The thaw could be another manifestation of what, in another article, I have called the US Democratic Party's "ability to think in less over-simplified terms when it comes to foreign policy". Indeed, Republican leaders almost reflexively attacked the announced reversal. (Many voters in Florida, with its third-largest bloc of electoral votes in the US' unique electoral system, albeit diminishing in number, are ideologically opposed to Cuba, but wonder how a strong government like that of the US can allow the politics of one state to dictate the country's foreign policy.)
The thaw has also been described as having at least potentially profound implications for the Western Hemisphere, particularly for Venezuela, Cuba's closest ally.
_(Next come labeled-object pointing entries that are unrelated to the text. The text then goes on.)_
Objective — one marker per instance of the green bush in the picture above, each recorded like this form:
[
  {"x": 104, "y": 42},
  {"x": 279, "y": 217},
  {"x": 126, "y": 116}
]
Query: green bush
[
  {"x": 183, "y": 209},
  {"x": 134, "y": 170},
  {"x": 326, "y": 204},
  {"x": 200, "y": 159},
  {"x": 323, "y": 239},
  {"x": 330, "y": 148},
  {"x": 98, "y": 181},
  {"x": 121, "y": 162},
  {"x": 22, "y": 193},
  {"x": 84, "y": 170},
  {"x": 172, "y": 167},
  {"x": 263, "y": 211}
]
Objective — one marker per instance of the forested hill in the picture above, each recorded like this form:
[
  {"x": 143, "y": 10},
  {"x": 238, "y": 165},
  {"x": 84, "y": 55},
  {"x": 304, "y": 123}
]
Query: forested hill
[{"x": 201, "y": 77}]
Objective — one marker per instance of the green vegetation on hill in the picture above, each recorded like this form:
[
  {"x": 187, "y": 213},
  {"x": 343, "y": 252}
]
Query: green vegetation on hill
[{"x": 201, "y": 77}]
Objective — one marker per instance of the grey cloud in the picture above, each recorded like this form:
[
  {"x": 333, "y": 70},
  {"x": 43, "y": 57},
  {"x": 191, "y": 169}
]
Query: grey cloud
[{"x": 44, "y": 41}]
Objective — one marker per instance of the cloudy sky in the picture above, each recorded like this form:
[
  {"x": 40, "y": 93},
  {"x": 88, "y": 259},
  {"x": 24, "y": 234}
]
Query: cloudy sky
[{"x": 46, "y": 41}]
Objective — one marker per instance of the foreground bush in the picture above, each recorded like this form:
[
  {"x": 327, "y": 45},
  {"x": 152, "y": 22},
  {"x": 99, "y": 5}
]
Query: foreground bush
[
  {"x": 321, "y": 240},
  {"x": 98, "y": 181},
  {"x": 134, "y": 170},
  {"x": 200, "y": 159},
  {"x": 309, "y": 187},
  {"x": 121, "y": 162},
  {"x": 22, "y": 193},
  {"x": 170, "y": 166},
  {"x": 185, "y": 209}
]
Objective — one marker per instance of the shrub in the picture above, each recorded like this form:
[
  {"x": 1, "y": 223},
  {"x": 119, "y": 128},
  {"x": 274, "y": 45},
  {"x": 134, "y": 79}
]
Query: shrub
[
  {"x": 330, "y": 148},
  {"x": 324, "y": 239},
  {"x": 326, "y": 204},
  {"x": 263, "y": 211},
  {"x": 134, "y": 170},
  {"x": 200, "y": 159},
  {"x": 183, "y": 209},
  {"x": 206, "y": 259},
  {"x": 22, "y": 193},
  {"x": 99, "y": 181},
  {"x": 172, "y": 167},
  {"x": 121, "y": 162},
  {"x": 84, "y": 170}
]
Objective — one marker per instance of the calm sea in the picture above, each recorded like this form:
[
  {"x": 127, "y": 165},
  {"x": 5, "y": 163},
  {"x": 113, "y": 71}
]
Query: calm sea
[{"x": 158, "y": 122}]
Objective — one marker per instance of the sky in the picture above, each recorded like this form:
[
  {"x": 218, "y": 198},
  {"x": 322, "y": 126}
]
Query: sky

Well it might, for that is to be expected, if only for geographic reasons.
Some have gone beyond the Americas to the Middle East. Already, some media commentators are asking, "What is next? Iran and its supposed threat to America's supporters? The Sunni-Shi'ite religious divide? The largely uncritical support for Israel?
However, as far as I know, nobody has yet connected the shift on Cuba to East Asia.
Yet, any major shift in the stance of America as a global power, in its foreign policy anywhere in the world cannot but have a profound impact, at least potentially and in varying degrees, on all parts of the world.
One of the most important relationships in today's world is that between Beijing and Washington. And among the most significant relations in this part of the globe are turning out to be those between China and South-east Asia and between South-east Asia and the United States.
In these relations, China should be careful not to flex her military muscles, as the US did, until quite recently, a way that led directly to the impasse on Cuba and to the alienation and suspicion that many Latin American governments and peoples feel towards the US.
What South-east Asians fear most is becoming to China what many Central and South Americans were to the United States, despite Chinese leaders' protestations that China's intentions are entirely peaceful and purely benign, that China has no ambitions to be a regional hegemon, and that China has no intention of proclaiming a Monroe Doctrine of its own for its own region. Instead of keeping the US out of East Asian affairs, Beijing, by its actions, has succeeded only in adding justification to why the US should stay.
Remember what the Mexicans used to say, "So far from God, so near to the United States"? Is this how China wants to be viewed, now and in the future?
The author, a former Asean Secretary-General and a retired Philippine diplomat, is the head of the Asean Studies Centre in the Institute of Southeast Asian Studies.